Is this whole analysis an overreaction? Many people do not think so, and you might not think so if you start to see the green building certification industry for what it is – a marketplace. Nobody doubts that LEED created the market, but LEED now faces competition. Imagine if I was writing on behalf of Behr brand paint. Further imagine that numerous municipalities passed ordinances which required or promoted Glidden brand paint’s use on buildings. I think almost everyone would find such an ordinance ridiculous and illegal. Even if the reason for the ordinance was that Glidden had an environmentally friendly line of paint, Behr could make the same or similar product…and maybe at a fraction of the cost. 

The ordinance would clearly be designed to better Glidden’s bottom-line. Yet, LEED is the standard bearer. Though USGBC is a non-profit itself, that means very little in an analysis of marketplace competition because 1) when you mix the terms “Washington, D.C.-based” and “non-profit” there is usually a ton of money involved, and 2) the LEED APs who promote the certification are all in it to make a living, many of them generating profit as a direct result of their LEED AP status through fees on LEED projects.

Perhaps municipalities have taken notice. When I first began researching this issue, there were LEED-based programs in 27 states. I looked into two such programs – one in my hometown of East Lansing, Michigan (also where SERF is located) and one in Charlotte suburb of Matthews, North Carolina. The Matthews ordinance was especially perplexing because North Carolina had a non-exclusive green building certification statute. Sometime between when my article came out and now, those LEED-specific ordinances are gone, just vanished.  Is there any proof that my article had anything to with this? No, there is no proof other than a few words and a copy of the article that may have been floated to people associated with the City of East Lansing.

But I did have a conversation with a representative from East Lansing’s neighbor Meridian Township. Meridian Township has since published Sec. 86-440. – Mixed use planned unit development (MUPUD) & Sec. 86-444. – Commercial planned unit development (C-PUD). These ordinances define the following as conservation amenities:

Activities or technologies listed for Leadership in Energy and Environmental Design (LEED) certification by the U.S. Green Building Council or certification criteria of organizations with similar goals; for example, American Society of Landscape Architects’ (ASLA) Sustainable Sites Initiative (SITES) or Society of Environmentally Responsible Facilities (SERF).

 

If a municipality is going to have an ordinance which utilizes private green building certification systems, then you do it in a non-exclusive manner. I am pleased that SERF is on Meridian Township’s list, but that is not the critical point. The critical point is that businesses and citizens are protected from state-sponsored monopolistic activity. As I stated earlier, LEED started the market and probably deserve top-billing. What pleases me the most about this outcome is that thoughtfulness and reasoned scholarship appears to have made an impact in the real-world.

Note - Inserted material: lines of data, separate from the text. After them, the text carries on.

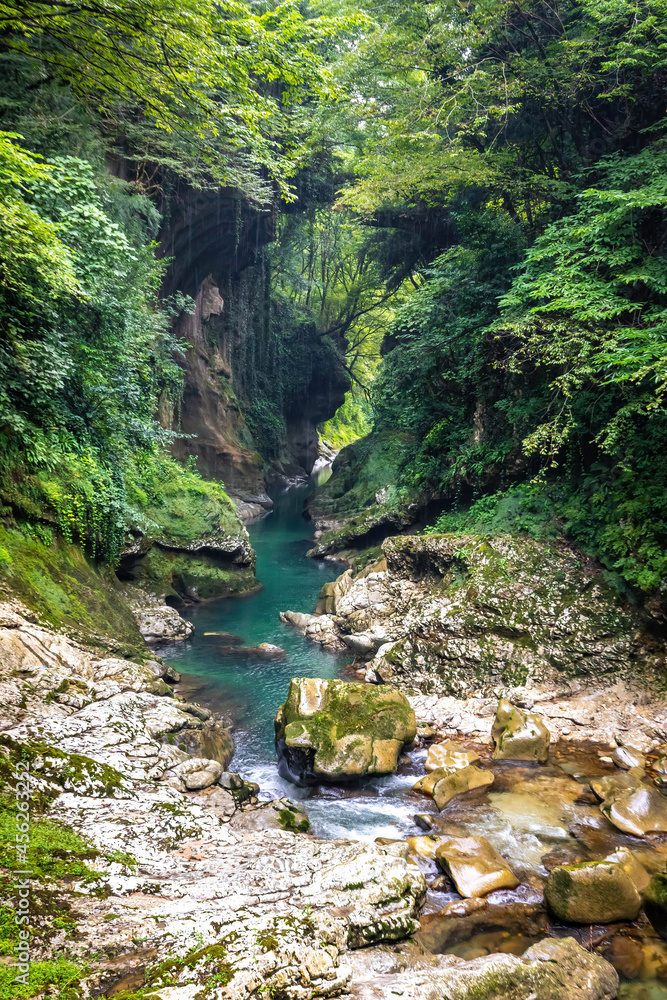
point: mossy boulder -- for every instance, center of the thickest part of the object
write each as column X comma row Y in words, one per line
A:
column 474, row 866
column 363, row 502
column 488, row 612
column 519, row 735
column 191, row 544
column 330, row 730
column 594, row 892
column 450, row 756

I cannot say that I started some kind of trend with my article, but I hope there is a trend nonetheless. I sincerely hope that municipalities are starting to see that LEED is not law. Rather, LEED is a lot like SERF, Green Globes, or any other green building certification: a group of business people with good intentions trying to run an effective, green building certification brand. I can recall engaging with a LEED AP on a Linkedin group message board some years ago. He claimed that he was there from the start with USGBC and LEED. He remarked that USGBC never wanted LEED to become law, but the proliferation of LEED APs took it in that direction. To that end, perhaps the eradication of LEED-exclusive laws is what is best for the soul of USGBC. SERF merely wants the ability to compete. The law does not tolerate such evasions of its power and neither does common-sense.